Barry Fried, the longtime principal of John Dewey High School, was removed from the Brooklyn school suddenly this morning, according to several teachers at the school.

It was not immediately clear whether Fried’s removal was related to “turnaround,” the federally prescribed reform process that the city has proposed for Dewey and 32 other struggling schools. Turnaround requires principals who have been in place for more than a few years to be replaced, and the city has started informing principals at some of the schools that they would be removed at the end of the year.

But Fried’s departure happened abruptly, suggesting that the city might have had more immediate concerns. Department of Education officials did not respond to requests for details about Fried’s departure today.

At a faculty meeting this afternoon, Kathleen Elvin was introduced as the school’s interim acting principal. Elvin was the founding principal of a successful small high school, Williamsburg Prep, and most recently trained teachers assigned to schools undergoing less agressive overhaul strategies. She is likely to help engineer staffing and programming changes at the school through the turnaround process.

The change, according to people familiar with the school, was sorely needed — but comes after too long with subpar leadership.

“Principal Fried sits in his office all day and can’t control the students,” City Councilman Dominic Recchia, a 1977 Dewey graduate, said at a public meeting earlier this year, according to the Brooklyn Daily. “This principal should have been gone years ago. The school could prosper but it needs new leadership.”

Under Fried’s tenure, Dewey — which was founded in 1969 as a “modern” school with progressive instruction — earned solidly mediocre scores on the city’s progress reports and saw a spike in violent incidents. After a lockdown in 2008 when a student was seen with a gun in a classroom, the open campus was closed and students could no longer leave during the day.

When the city assigned dozens of schools to “transformation” in 2010, requiring the removal of longtime principals, it left Dewey untouched and Fried in place. In 2011, Fried stayed on after the city assigned Dewey a nonprofit partner through “restart.”

“In 2010 if Dewey got the transformation model, we would’ve gotten a new principal who could’ve helped the school,” said a teacher who has worked at the school since before Fried arrived in 1997. “The DOE clearly didn’t give Dewey a chance by keeping Fried in the school.”

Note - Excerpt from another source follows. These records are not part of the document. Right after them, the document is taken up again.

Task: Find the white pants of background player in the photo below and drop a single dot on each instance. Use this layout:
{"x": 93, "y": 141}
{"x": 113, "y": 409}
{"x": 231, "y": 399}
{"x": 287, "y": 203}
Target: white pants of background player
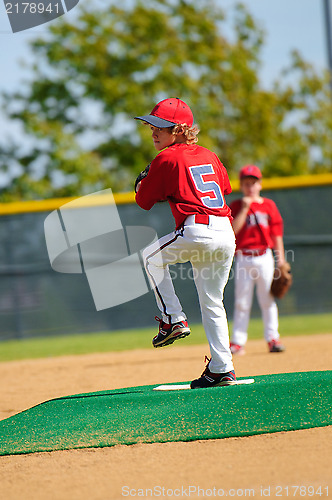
{"x": 251, "y": 271}
{"x": 210, "y": 249}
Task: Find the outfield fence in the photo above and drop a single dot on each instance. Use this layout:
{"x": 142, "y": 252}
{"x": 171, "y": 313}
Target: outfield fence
{"x": 37, "y": 301}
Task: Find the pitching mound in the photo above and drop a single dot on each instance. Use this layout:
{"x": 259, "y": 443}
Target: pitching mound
{"x": 273, "y": 403}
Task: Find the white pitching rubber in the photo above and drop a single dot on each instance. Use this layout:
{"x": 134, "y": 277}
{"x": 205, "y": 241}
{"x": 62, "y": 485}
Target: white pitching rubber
{"x": 181, "y": 387}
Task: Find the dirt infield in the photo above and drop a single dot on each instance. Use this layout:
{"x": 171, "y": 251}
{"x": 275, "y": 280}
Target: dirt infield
{"x": 287, "y": 464}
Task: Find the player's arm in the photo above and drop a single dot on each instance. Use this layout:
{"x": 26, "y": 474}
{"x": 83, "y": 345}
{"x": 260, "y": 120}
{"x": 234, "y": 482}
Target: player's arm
{"x": 279, "y": 250}
{"x": 277, "y": 230}
{"x": 240, "y": 218}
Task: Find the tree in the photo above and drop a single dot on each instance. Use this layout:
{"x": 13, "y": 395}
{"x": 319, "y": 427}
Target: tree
{"x": 94, "y": 74}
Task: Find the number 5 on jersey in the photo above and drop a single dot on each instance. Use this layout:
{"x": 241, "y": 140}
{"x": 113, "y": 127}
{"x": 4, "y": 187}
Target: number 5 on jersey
{"x": 215, "y": 198}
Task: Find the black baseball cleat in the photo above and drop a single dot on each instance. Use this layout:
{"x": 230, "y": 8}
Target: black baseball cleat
{"x": 209, "y": 379}
{"x": 169, "y": 332}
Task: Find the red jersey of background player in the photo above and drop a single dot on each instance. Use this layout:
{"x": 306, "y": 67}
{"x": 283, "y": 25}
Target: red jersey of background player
{"x": 267, "y": 215}
{"x": 191, "y": 178}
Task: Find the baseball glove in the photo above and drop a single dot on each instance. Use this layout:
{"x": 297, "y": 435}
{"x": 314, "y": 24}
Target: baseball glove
{"x": 141, "y": 176}
{"x": 282, "y": 281}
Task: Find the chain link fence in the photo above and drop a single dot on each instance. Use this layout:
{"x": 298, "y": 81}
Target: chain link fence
{"x": 37, "y": 301}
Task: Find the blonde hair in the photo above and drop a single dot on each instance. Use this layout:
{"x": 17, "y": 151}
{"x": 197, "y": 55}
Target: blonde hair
{"x": 190, "y": 133}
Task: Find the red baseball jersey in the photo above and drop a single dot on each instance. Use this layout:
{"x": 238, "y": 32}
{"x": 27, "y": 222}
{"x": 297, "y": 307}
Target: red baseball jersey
{"x": 263, "y": 223}
{"x": 191, "y": 178}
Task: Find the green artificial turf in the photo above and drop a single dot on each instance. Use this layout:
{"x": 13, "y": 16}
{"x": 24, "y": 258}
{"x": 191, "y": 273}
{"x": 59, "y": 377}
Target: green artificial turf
{"x": 141, "y": 338}
{"x": 274, "y": 403}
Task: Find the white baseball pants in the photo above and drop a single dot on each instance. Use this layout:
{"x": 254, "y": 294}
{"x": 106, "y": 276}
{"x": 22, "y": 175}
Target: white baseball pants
{"x": 210, "y": 250}
{"x": 251, "y": 271}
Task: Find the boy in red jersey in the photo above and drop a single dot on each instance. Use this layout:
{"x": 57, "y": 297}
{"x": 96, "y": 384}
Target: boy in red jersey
{"x": 193, "y": 181}
{"x": 258, "y": 227}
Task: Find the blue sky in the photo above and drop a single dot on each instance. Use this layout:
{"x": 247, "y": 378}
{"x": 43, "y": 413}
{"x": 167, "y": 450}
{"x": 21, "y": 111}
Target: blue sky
{"x": 288, "y": 24}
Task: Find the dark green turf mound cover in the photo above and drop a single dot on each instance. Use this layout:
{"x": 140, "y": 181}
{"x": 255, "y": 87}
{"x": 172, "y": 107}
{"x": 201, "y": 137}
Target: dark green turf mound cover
{"x": 273, "y": 403}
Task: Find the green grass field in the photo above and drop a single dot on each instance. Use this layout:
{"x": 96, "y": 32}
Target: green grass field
{"x": 140, "y": 338}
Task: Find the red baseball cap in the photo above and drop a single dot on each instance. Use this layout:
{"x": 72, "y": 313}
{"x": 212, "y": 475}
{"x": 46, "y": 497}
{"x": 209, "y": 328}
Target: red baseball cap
{"x": 168, "y": 113}
{"x": 250, "y": 171}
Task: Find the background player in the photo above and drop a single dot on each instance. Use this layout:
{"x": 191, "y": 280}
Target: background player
{"x": 258, "y": 227}
{"x": 193, "y": 180}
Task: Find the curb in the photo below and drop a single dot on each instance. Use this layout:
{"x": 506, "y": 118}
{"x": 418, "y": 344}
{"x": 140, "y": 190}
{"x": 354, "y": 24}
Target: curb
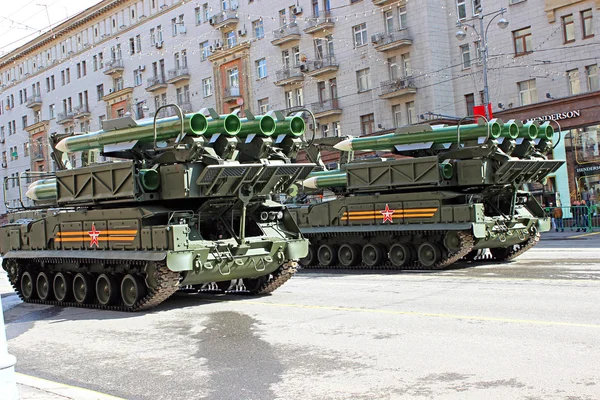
{"x": 61, "y": 389}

Today, Leo Casey, the UFT vice president in charge of high schools, said Fried was a poor leader, but the city was making matters worse by removing Fried in the middle of the year.”There were longstanding issues concerning his ability to lead the school, but despite acknowledging that, the DOE did nothing to find a replacement,” Casey said. “Now, they are doing it in the middle of the term, which is disruptive, because it suits their organizational purposes to do so.”

Teachers and students at the school have been vigorously protesting the turnaround plan, holding weekly rallies outside the school. Last Friday, Dewey students walked out of classes in protest, and on Monday they turned out en masse for a meeting about turnaround held at Brooklyn Borough Hall.